Exploring calendar-aware date operations in Polars

Mon, 23 Dec 2024

What does “calendar-aware” mean?

Computers are notorious for always doing exactly what they are told to do, even if that is not what we want them to do. When working with dates and times, it is surprisingly easy for you to run into an issue like this, so the Polars API introduces a mini specification language that makes it easier for you to express time intervals in a way that is natural to Humans. In this article we will explore this mini specification language and some functions that make use of it.

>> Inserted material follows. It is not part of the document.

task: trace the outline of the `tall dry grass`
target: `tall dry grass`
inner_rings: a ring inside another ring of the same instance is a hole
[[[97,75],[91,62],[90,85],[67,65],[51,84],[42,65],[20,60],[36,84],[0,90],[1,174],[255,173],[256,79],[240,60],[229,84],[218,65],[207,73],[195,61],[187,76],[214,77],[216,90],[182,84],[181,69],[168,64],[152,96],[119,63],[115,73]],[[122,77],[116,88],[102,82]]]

First, you may want to understand the problem that you might trip on. If this sentence is being written on the 11th of December of 2024, what day will it be in one month from now?

You can ask Python:

import datetime as dt

print(
    dt.date(2024, 12, 11) + dt.timedelta(days=31)
)

2025-01-11

Python tells you that the 11th of January comes one month after the 11th of December. With the same expression you can determine that the 11th of February is the date that comes one month after the 11th of January:

print(
    dt.date(2025, 1, 11) + dt.timedelta(days=31)
)

2025-02-11

But if you use the same expression to compute the date that comes one month after the 11th of February, you get a funny result:

print(
    dt.date(2025, 2, 11) + dt.timedelta(days=31)
)

2025-03-14  # ?!

For you and me, the date that comes “one month after” the 11th of February is the 11th of March. However, there is no way to express this concept in Python’s module datetime. Instead, you have been adding 31 days to the dates because December and January have 31 days, but for this last expression you would need to add 28 days instead of 31 (because 2025 is not a leap year, otherwise you would need to add 29 days).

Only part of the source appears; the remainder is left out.